CMarkup UTF16To8 Method

static int CMarkup::UTF16To8(
  char *pszUTF8,
  const unsigned short* pwszUTF16,
  int nUTF8Count
  );

UTF16To8 converts the UTF-16 string in pwszUTF16 to UTF-8 in the pszUTF8 string buffer. It uses the same arguments as the ANSI C wcstombs function, but instead of converting to the locale charset it converts to UTF-8.

Update December 17, 2008: With CMarkup release 10.1 the UTF-16 string type in the UTF16To8 and UTF8To16 functions changed from wchar_t* to unsigned short*, since wchar_t means UTF-32 on Linux and OS X.

The pwszUTF16 source must be a null-terminated UTF-16 string. If pszUTF8 is NULL, the number of bytes required is returned and nUTF8Count is ignored. Otherwise pszUTF8 is filled with the result string. nUTF8Count is the byte size of pszUTF8 and must be large enough to allow for a null-terminator in pszUTF8 if a null-terminator is desired. The number of bytes (excluding NULL) is returned.

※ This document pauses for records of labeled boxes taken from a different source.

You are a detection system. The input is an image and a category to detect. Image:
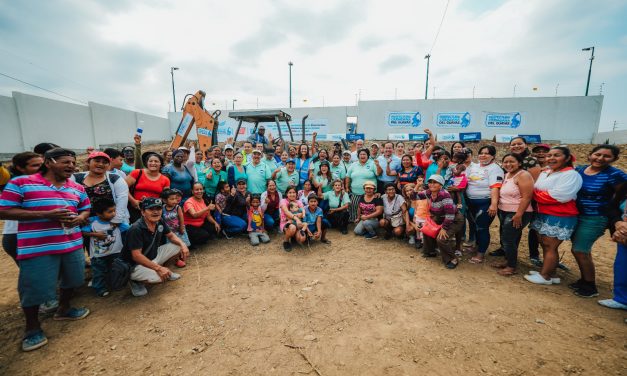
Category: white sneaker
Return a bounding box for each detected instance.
[597,299,627,310]
[525,274,553,285]
[129,280,148,297]
[529,270,562,285]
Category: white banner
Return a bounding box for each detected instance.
[388,133,409,141]
[436,133,459,142]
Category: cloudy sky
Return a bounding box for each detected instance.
[0,0,627,129]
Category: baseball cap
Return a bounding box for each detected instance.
[531,144,551,151]
[429,174,444,185]
[87,151,111,162]
[139,197,163,210]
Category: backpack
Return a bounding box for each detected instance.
[106,257,132,291]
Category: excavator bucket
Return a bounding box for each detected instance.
[170,90,217,155]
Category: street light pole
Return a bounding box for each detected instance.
[287,61,294,108]
[425,54,431,100]
[582,46,594,97]
[170,67,179,112]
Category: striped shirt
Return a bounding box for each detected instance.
[0,173,91,260]
[577,165,627,215]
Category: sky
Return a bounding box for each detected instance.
[0,0,627,130]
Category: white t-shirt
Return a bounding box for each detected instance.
[82,217,129,257]
[466,163,504,199]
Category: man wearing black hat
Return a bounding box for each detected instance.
[122,197,189,296]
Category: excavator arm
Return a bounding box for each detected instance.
[170,90,220,155]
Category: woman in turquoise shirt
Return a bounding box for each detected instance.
[227,152,248,187]
[204,158,227,197]
[344,149,383,221]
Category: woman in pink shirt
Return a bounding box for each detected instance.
[494,153,533,276]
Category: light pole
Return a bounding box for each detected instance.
[287,61,294,108]
[170,67,179,112]
[425,54,431,100]
[581,46,594,97]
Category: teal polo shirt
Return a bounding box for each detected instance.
[246,162,272,194]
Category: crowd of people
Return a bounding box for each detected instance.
[0,127,627,351]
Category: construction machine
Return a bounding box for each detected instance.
[170,90,221,155]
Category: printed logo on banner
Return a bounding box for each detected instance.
[459,132,481,141]
[387,112,422,128]
[388,133,409,141]
[176,114,194,137]
[437,133,459,141]
[435,112,471,128]
[409,133,429,141]
[485,112,522,129]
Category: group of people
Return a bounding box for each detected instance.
[0,127,627,351]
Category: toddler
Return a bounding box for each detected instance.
[81,198,129,297]
[248,194,270,246]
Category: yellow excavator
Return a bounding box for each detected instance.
[170,90,222,155]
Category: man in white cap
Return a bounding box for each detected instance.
[248,124,268,145]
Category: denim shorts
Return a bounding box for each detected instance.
[571,215,608,253]
[17,249,85,307]
[530,213,577,240]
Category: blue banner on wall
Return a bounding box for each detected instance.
[387,112,422,128]
[435,112,471,128]
[346,133,366,141]
[485,112,522,129]
[459,132,481,141]
[518,134,542,144]
[409,133,429,141]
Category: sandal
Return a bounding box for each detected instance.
[468,256,483,264]
[490,262,507,269]
[496,267,518,277]
[53,307,89,321]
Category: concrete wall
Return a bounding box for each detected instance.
[0,92,171,154]
[357,96,603,143]
[0,96,24,154]
[594,130,627,144]
[168,106,357,142]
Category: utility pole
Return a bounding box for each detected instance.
[170,67,179,112]
[287,61,294,108]
[582,46,594,97]
[425,54,431,100]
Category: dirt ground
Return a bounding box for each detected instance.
[0,222,627,375]
[0,145,627,375]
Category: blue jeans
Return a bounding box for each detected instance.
[614,244,627,304]
[467,198,494,254]
[91,253,120,293]
[222,214,248,235]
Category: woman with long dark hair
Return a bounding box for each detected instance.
[525,146,582,285]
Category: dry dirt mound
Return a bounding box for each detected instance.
[0,225,627,375]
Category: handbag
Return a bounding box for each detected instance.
[420,199,442,239]
[390,196,405,227]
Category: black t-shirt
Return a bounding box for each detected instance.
[122,217,170,265]
[358,196,383,215]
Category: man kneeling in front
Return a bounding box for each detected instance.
[122,197,189,296]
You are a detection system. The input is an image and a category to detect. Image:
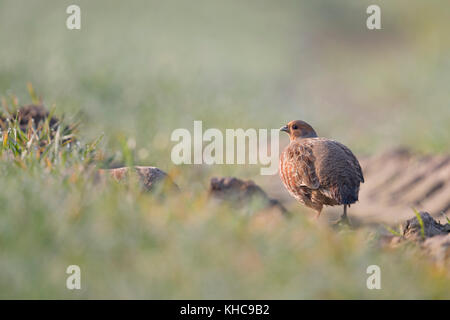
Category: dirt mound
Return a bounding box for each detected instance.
[97,166,179,191]
[208,177,287,214]
[353,149,450,223]
[388,212,450,267]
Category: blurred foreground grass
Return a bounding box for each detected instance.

The following example converts the Treble Clef character from UTF-16 to UTF-8, and then back to UTF-16. This is an example of a (rare) character that requires a surrogate pair in UTF-16 (see UTF-16 Files and the Byte Order Mark (BOM)) and 4 bytes in UTF-8. Note that the 5 passed into UTF16To8 allows for the null-terminator (which is important for the strcmp check and to generate the null-terminator in the UTF-16 result of UTF8To16).

unsigned short szUTF16[3] = { 0xD950, 0xDF21, 0 };
char szUTF8[5];
int nUTFLen = CMarkup::UTF16To8(szUTF8,szUTF16,5); // 0x64321
Check( strcmp(szUTF8,"\xF1\xA4\x8C\xA1") == 0 );
unsigned short szUTF16Result[3];
nUTFLen = CMarkup::UTF8To16(szUTF16Result,szUTF8,nUTFLen+1);
Check( szUTF16Result[0] == szUTF16[0] );

UTF16To8 and UTF8To16 have no dependencies and can be used in place of the MultiByteToWideChar and WideCharToMultiByte Win32 APIs which do not support UTF-8 on Windows 9X, NT3.5 and versions of CE, and are not available on other platforms.